The wisest of her waiting-women answered her,
Yea, she returned answer to herself:
“Have they not found and divided the spoil,
A damsel or two to each man,
A spoil of many-coloured garments to Sisera,
A spoil of garments of many-coloured needlework,
Two garments of many-coloured needlework for the neck of the spoiler.”[[329]]
So may all thine enemies perish, O Yahveh;
But may those who love him be as the rising of the sun in his might!’

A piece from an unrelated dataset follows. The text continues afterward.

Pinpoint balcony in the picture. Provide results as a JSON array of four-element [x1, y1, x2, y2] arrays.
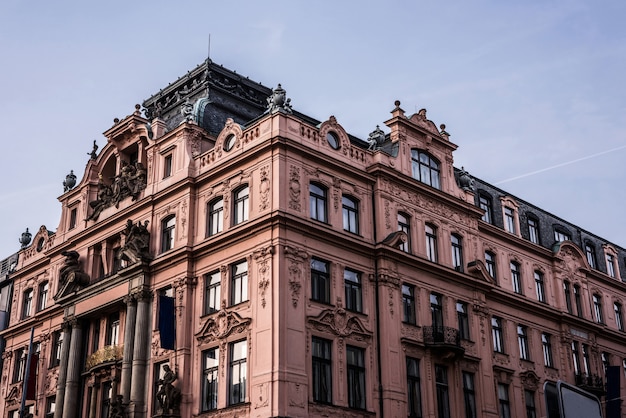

Of Barak and Deborah we hear no more. The next judge and deliverer who appears upon the canvas is an Abi-ezrite of Manasseh, who came from the northern borders of Ephraim between Ophrah and Shechem. His father was Joash, the head, it would seem, of the clan. But he himself bears a double name. It is as Gideon, the ‘cutter-down’ of his father’s idol, that he is first introduced to us. In later history his name is Jerubbaal. The latter name is said to have been given him because he had thrown down the altar of Baal, and is interpreted to mean ‘Let Baal plead against him.’[[330]] But the other Old Testament examples we have met with of the interpretation of proper names may well make us hesitate about accepting this. They are all mere plays upon words, mere ‘popular etymologies,’ which have no claim to be regarded as history. Whether the philology is that of an ancient Hebrew writer or of a modern critic, its conclusions do not belong to the domain of the historian.